Keith B. Payne And Mark B. Schneider: Russia Always Cheats On Arms Treaties

http://online.wsj.com/articles/keith-b-payne-and-mark-b-schneider-russia-always-cheats-on-arms-treaties-1408404501?mod=Opinion_newsreel_2

Since 1963’s nuclear Test Ban Treaty, Moscow’s policy seems to be comply if convenient, otherwise violate.

On July 29, the Obama administration announced that Russia has violated its obligation under the 1987 Intermediate-Range Nuclear Forces (INF) Treaty “not to possess, produce or flight test a ground-launched cruise missile with a range capability of 500 to 5,500 kilometers; or to possess or produce launchers of such missiles.” The administration’s sudden candor is welcome. Yet its new compliance reportalleging that the Russians tested a missile prohibited under the INF treaty—doesn’t address other apparent treaty violations.

The INF violation fits into a long pattern of Soviet-Russian misbehavior that can only be described as “compliance if convenient.” Moscow appears to observe arms-control commitments when convenient but violates them when not. This contrasts sharply with America’s scrupulous adherence to the letter and often the supposed “spirit” of treaty commitments, long after Moscow has ceased to do so.
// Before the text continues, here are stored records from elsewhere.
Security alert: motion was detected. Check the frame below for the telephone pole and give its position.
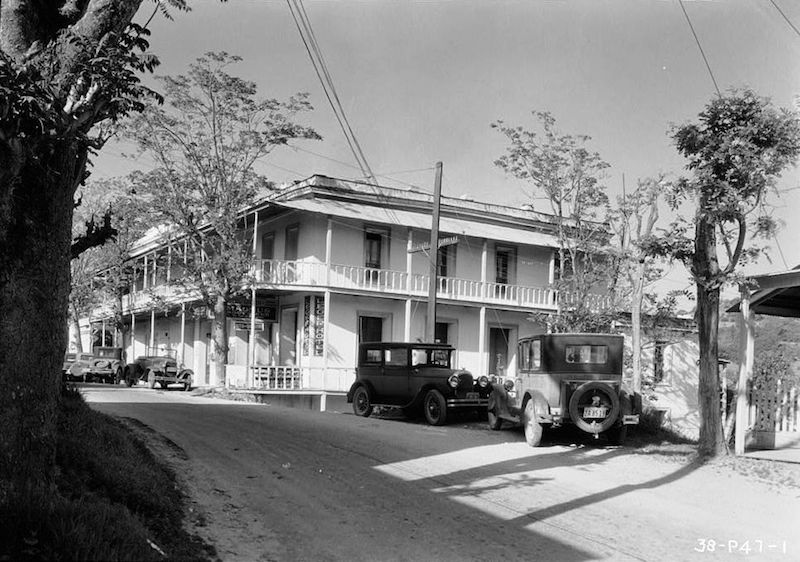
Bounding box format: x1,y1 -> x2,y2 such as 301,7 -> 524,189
425,162 -> 442,343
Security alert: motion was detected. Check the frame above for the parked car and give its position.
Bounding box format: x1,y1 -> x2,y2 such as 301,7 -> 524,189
61,353 -> 92,382
347,342 -> 489,425
123,348 -> 194,390
88,346 -> 125,383
487,334 -> 639,447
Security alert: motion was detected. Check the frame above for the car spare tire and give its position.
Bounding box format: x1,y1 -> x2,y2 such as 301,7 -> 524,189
569,381 -> 619,434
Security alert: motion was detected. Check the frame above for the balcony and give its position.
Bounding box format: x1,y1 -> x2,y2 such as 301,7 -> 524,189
117,260 -> 609,312
253,260 -> 608,311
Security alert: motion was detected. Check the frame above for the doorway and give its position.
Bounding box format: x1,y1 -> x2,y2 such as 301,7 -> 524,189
489,328 -> 511,376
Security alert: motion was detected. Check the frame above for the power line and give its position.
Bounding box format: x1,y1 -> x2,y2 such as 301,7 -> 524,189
769,0 -> 800,37
678,0 -> 722,97
286,0 -> 377,183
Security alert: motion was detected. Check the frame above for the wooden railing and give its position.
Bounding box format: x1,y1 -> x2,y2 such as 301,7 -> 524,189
250,365 -> 303,390
254,260 -> 608,310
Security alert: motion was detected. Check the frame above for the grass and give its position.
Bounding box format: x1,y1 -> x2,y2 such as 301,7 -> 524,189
0,389 -> 216,561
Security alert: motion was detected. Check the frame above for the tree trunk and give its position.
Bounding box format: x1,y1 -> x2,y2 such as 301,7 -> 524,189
0,143 -> 86,493
70,303 -> 83,353
214,294 -> 228,386
693,213 -> 728,457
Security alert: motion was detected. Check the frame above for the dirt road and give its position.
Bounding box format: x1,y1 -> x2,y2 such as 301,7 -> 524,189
83,385 -> 800,561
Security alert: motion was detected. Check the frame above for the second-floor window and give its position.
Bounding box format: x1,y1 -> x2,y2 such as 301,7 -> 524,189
495,246 -> 517,285
364,229 -> 386,269
283,224 -> 300,261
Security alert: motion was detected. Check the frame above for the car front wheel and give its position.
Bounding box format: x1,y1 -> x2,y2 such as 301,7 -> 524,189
353,386 -> 372,418
422,389 -> 447,425
486,394 -> 503,431
522,398 -> 544,447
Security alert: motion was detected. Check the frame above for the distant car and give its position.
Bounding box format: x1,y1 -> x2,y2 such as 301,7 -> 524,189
61,353 -> 92,382
347,342 -> 489,425
88,346 -> 125,384
123,348 -> 194,390
488,334 -> 639,447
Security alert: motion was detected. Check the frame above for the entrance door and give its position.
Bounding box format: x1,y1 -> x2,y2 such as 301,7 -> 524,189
489,328 -> 511,376
278,307 -> 297,365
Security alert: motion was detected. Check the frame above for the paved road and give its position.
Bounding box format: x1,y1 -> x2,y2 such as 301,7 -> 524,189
83,385 -> 800,561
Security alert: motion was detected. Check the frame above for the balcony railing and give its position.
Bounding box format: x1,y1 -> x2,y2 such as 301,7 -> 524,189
117,260 -> 609,312
254,260 -> 608,310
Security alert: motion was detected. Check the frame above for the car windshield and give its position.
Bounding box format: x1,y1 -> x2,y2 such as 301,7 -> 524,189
411,348 -> 451,368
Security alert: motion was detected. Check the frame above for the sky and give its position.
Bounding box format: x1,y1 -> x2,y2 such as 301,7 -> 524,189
94,0 -> 800,300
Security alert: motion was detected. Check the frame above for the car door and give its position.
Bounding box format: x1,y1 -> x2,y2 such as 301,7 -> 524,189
381,346 -> 411,405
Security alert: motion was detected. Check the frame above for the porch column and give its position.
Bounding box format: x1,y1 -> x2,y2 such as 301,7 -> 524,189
178,303 -> 186,364
127,307 -> 136,363
150,308 -> 156,353
478,304 -> 489,374
403,228 -> 414,342
481,236 -> 489,298
325,217 -> 333,287
245,211 -> 258,388
734,287 -> 755,455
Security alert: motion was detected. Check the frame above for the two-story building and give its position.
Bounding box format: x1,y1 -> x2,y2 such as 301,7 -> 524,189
79,175 -> 605,390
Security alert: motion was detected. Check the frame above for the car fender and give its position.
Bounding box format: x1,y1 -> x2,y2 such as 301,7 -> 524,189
522,390 -> 553,423
347,381 -> 375,404
488,382 -> 519,419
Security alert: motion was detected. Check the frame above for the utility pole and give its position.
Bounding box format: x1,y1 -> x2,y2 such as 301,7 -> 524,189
425,162 -> 442,343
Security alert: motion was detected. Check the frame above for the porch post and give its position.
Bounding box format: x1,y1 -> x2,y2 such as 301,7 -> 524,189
246,210 -> 258,388
403,228 -> 414,342
478,306 -> 489,374
734,286 -> 755,455
178,302 -> 186,364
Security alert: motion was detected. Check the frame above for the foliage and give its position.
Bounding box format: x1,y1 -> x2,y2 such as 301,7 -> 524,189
0,389 -> 209,560
492,112 -> 612,331
124,52 -> 320,376
643,90 -> 800,456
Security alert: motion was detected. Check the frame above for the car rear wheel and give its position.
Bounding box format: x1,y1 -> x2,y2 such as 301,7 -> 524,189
522,398 -> 544,447
569,381 -> 619,435
422,389 -> 447,425
486,394 -> 503,431
353,386 -> 372,418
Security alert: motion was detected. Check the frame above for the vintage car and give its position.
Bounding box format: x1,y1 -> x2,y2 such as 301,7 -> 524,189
123,348 -> 194,390
347,342 -> 489,425
61,353 -> 92,382
487,334 -> 639,447
87,346 -> 125,383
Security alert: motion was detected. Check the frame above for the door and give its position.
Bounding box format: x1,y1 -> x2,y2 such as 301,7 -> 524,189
278,307 -> 297,365
489,328 -> 511,376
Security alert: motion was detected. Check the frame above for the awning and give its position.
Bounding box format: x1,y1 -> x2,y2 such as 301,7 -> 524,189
275,199 -> 558,248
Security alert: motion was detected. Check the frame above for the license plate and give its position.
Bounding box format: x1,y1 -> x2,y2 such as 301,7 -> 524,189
583,407 -> 608,418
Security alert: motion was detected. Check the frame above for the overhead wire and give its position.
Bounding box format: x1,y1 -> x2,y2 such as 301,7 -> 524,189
678,0 -> 722,97
286,0 -> 377,183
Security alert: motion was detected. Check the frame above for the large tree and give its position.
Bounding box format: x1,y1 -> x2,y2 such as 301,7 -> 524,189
125,53 -> 320,383
0,0 -> 184,491
492,112 -> 612,332
649,90 -> 800,456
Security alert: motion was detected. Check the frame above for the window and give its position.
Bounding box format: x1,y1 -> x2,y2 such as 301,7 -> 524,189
383,347 -> 408,367
364,230 -> 383,269
283,224 -> 300,261
565,345 -> 608,365
653,341 -> 667,383
358,316 -> 383,342
494,246 -> 517,285
261,232 -> 276,260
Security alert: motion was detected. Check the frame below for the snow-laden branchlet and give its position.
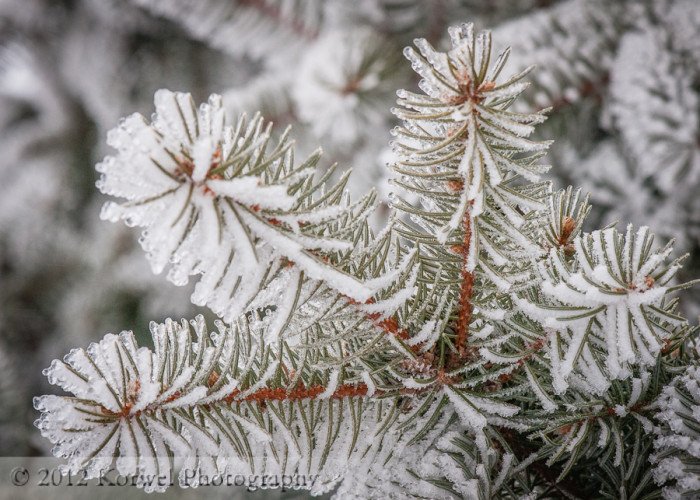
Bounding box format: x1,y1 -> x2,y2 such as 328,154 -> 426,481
652,365 -> 700,499
36,21 -> 700,498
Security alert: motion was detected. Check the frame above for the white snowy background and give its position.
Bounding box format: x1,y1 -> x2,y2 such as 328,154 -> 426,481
0,0 -> 700,496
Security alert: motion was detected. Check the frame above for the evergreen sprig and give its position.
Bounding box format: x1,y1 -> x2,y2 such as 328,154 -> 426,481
35,20 -> 700,498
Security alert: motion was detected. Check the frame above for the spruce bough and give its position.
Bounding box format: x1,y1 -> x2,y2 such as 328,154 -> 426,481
35,25 -> 700,498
Unclassified presidential and State Department reports have documented Moscow’s violation of all the major arms-control agreements, particularly those limiting nuclear arms and testing. Moscow violated the 1963 Limited Test Ban Treaty shortly after it came into force, when Soviet nuclear tests vented radioactive debris beyond the boundaries of the Soviet Union. Washington did not publicly address most treaty violations. Over time the U.S. appears rarely to have threatened any real consequences for Moscow’s noncompliance—perhaps helping to explain why Russia violates treaties with such abandon.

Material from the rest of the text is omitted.